Заглянув за край террасы, вы напрасно кидали бы камни, в надежде услышать дно. Терраса обрывалась в бездну, где кружили бесчисленные стаи светляков. Город рос из глубины колодца, он одновременно походил на висящее в сумраке веретено, или на перевернутую пирамиду. Ручаюсь, ни один придворный зодчий не сумел бы рассчитать столь совершенную формулу абсурда. Кир Исайя был прав – ради подобной красоты порой не жаль испытать страдания. Город светился оттенками лилового, он вращался, неторопливо, величественно, являя нашим изумленным взорам чудесные лестницы, портики, беседки, кованые решетки, колонны и арки. Где-то внутри невиданных строений разливался свет, гораздо более яркий, чем нежное мерцание летучих жуков. Словно подчиняясь холодному пламени, на изогнутых площадях города вытягивались и приседали сотни пятнистых мраморных статуй. Они столь прихотливо меняли свой облик, что мы не могли угадать, люди или демоны запечатлены в благородном камне. Завывали невидимые трубы, под козырьками портиков мелькали тени, но ни один живой обитатель не показывался. Зато показались мосты, горбатые, идеальные, точно формулы геометра, узкие мосты парили и кружились вместе с чудовищным сплетением улиц, манили в глубины скрытых жилищ, но ни один из них не достигал террас, висящих над пропастью. Ближайшие ступени, покрытые богатым ковром, проплыли в пустоте, ничем не удерживаемые, в стадии от наших уставших ног, словно дразнили нас, изможденных, задыхающихся, сырых от пыли.

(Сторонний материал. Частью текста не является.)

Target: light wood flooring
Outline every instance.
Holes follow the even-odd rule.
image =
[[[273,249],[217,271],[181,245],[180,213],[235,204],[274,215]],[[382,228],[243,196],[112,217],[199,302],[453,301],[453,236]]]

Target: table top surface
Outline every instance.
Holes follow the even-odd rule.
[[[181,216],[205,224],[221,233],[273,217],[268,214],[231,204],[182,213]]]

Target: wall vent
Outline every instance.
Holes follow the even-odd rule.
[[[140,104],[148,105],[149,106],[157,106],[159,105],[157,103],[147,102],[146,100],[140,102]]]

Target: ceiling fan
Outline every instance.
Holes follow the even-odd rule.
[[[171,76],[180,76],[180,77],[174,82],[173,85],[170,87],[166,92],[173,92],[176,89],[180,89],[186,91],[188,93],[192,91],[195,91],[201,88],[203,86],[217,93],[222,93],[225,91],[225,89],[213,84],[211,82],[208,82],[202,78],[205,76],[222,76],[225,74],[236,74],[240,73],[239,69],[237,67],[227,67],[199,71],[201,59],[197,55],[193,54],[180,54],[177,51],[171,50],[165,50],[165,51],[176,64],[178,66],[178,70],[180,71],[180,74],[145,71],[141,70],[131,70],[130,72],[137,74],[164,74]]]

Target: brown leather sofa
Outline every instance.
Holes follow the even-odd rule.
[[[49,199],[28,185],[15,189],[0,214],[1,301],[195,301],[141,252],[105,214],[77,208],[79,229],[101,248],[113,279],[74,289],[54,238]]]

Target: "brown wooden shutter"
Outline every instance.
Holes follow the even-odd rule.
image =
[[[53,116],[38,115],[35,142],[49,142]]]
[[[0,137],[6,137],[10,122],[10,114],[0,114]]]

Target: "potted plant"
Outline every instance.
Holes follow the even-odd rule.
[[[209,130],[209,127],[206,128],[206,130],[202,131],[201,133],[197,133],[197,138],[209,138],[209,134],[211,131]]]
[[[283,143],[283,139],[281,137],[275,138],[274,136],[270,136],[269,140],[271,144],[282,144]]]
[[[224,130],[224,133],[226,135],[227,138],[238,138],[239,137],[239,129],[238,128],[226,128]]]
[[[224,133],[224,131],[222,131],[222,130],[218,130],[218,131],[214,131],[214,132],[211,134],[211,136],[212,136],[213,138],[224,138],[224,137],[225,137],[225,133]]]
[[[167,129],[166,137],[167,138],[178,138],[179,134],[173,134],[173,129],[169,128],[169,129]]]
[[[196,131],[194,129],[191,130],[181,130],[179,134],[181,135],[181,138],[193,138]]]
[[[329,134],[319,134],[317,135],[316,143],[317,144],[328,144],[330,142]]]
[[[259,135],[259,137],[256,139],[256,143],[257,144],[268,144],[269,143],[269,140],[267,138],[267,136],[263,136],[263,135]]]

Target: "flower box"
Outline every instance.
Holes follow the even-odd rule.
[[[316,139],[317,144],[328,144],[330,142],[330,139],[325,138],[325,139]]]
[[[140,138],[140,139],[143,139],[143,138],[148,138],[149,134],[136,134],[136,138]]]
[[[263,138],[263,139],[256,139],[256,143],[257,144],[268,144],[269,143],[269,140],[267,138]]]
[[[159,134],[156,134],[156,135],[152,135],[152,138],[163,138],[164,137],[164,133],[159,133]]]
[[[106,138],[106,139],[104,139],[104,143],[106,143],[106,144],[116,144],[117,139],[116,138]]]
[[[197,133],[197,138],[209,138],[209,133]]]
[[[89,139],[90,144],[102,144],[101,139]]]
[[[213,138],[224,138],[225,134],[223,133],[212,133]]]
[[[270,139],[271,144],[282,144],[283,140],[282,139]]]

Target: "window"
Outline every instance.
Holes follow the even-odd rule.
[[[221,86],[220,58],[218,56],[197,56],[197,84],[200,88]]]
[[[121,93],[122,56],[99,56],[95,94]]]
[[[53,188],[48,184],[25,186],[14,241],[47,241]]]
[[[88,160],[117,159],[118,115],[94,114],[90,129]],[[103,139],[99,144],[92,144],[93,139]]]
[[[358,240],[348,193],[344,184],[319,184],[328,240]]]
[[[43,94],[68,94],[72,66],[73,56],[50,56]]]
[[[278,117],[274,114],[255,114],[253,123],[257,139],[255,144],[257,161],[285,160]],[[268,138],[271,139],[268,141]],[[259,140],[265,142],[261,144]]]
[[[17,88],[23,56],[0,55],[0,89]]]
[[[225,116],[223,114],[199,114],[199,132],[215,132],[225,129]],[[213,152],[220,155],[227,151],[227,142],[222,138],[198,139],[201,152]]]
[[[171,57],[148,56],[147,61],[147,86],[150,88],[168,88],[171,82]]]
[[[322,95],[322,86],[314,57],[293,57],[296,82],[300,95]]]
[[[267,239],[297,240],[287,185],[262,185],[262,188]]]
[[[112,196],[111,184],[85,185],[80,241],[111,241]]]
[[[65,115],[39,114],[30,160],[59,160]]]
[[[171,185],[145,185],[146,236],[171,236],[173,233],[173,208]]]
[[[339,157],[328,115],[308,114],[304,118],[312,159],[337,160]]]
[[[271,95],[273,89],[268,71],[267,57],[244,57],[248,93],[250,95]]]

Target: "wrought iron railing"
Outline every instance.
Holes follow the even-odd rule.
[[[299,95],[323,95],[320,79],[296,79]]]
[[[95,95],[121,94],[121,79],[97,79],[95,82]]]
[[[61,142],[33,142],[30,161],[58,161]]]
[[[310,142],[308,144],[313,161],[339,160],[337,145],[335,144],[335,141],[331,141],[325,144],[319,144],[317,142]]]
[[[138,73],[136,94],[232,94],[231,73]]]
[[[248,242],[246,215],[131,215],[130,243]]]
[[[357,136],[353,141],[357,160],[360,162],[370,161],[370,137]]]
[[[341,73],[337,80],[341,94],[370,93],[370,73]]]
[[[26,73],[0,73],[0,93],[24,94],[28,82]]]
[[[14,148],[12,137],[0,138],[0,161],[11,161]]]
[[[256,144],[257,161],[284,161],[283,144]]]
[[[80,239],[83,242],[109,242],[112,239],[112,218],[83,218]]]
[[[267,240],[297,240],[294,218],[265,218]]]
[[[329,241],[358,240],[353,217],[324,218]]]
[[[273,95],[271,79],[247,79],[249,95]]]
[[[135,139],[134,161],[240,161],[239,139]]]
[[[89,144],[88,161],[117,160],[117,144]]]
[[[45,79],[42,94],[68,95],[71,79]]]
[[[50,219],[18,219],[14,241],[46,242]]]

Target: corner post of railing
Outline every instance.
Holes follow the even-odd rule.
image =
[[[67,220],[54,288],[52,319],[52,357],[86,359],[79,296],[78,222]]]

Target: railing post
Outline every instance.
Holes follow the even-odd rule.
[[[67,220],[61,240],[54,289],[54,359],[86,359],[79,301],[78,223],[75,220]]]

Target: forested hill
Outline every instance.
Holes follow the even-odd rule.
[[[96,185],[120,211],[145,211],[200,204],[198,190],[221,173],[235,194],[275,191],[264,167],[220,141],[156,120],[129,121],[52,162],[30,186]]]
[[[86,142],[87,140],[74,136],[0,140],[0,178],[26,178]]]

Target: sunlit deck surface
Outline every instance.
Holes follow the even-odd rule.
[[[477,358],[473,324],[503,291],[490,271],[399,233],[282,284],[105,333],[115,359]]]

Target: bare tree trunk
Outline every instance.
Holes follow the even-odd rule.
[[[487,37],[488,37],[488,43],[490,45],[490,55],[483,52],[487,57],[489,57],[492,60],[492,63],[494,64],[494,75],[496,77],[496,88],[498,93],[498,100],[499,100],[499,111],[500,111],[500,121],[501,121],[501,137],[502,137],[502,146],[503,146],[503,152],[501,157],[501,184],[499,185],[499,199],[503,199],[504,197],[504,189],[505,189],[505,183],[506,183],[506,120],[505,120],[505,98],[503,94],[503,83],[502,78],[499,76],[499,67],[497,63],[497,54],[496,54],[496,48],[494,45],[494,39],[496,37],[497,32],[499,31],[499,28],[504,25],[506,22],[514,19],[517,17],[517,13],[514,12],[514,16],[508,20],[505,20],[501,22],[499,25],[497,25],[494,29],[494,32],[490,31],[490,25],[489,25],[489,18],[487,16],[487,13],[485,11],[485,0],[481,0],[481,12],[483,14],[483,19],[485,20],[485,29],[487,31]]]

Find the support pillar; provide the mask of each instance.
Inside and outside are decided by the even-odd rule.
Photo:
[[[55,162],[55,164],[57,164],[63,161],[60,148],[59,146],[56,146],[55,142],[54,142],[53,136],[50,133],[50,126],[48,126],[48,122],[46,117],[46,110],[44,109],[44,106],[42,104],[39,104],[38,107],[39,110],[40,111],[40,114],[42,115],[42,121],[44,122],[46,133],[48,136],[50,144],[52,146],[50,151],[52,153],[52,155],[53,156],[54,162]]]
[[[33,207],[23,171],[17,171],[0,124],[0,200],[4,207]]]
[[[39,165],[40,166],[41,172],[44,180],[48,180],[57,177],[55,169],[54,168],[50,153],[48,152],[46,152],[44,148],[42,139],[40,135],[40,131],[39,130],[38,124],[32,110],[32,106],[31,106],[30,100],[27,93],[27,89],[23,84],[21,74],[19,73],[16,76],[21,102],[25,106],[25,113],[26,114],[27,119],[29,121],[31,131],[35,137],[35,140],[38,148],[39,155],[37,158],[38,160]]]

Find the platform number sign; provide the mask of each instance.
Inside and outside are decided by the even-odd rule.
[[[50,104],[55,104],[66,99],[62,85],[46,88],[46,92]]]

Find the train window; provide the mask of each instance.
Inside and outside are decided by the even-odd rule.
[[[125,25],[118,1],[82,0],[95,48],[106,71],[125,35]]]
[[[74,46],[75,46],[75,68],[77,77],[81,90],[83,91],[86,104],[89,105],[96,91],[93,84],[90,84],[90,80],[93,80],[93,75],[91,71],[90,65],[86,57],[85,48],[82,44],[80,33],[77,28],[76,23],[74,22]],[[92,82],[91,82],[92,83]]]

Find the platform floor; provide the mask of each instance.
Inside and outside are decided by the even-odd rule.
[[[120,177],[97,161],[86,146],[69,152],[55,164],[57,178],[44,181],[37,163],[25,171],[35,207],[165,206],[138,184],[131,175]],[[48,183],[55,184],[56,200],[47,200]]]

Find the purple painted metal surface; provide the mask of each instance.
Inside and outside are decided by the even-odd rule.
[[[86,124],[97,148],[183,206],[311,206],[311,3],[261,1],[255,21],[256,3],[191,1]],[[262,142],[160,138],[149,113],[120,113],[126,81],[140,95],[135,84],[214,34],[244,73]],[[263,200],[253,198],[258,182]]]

– Смотрите, там, кажется, лодка, – протянул руку евнух. – Эгемон, я присяду, мне нечем дышать…
Мне тоже хотелось сесть, а еще лучше – лечь. Даже мне, самому молодому, приходилось втягивать ледяной воздух ртом, подобно выброшенной на берег кефали. Здесь дурно пахло, холод проникал под кожу подобно мерзким болотным пиявкам. Очень скоро мы убедились, что от мороза не спасает ни одежда, ни вынужденная гимнастика. Однако обратный путь давно зарос чужими слезами.
– Здесь кто-то есть, – кир Лев тревожно оглядывался.
– Вон они, гадкие твари, они нас боятся, – книжник брезгливо косился на волосатых многоножек. Те снова повылезали из нор и взбирались на колючие кусты.
– Нет, я думаю, эти мелкие даже не ядовиты, за нами следит кто-то другой, – Лев достал кинжал, я последовал его примеру. Мой дядя уважал любого врага, и потому выжил там, где насмешники сложили головы. – Те, кого следует опасаться, ползут к нам с двух сторон, но я их не вижу.
Там, где остыли наши следы, из песка с тихим шелестом выбирались деревья, точно подтягивали себя на голых ветках. Пузырчатая тварь, похожая на гигантского раздувшегося слепня, сложила крылья и камнем упала вниз. Придавила какое-то мелкое существо под кустом, воткнула в него сразу четыре лапы и принялась шумно жрать.
– Проклятье! – Кир Дрэкул присел на колено, приложил ладонь к бурому крошеву. – Мы должны были попасть сразу во дворец…
– Кого ты чуешь, кир Дрэкул?
– Если это то, что я думаю, нам лучше вернуться на поверхность врат! Остановить нагов обычным оружием невозможно…
– Нагов? – встрепенулся книжник. – Ты говоришь о мудрых ламиях?
– Мудрость? Однажды мой покойный брат Мирча по просьбе критского тирана выжег целый выводок, – скривился Дрэкул. – Гады душили деревенских детей, пока тех не осталось вовсе. В чем тут мудрость, кир Исайя?
Я дышал, как роженица, я почти привык к здешнему воздуху. Чтобы не сгинуть от удушья, следовало как можно меньше двигаться, и меньше говорить. Но как тогда драться, если даже три шага делали из меня старика? Теперь я тоже заметил вытянутые ладьи, одна спускалась к нам из сиреневой выси, ее днище отливало перламутром. Две лодки бесшумно всплывали снизу, на корме каждой высились фигуры, закутанные, точно жены бедуинов. Магия воздуха доступна многим сильным колдунам, и мой наставник Дрэкул мог недолго летать, обернувшись нетопырем, но впервые я встречал в свободном парении то, что летать никак не должно.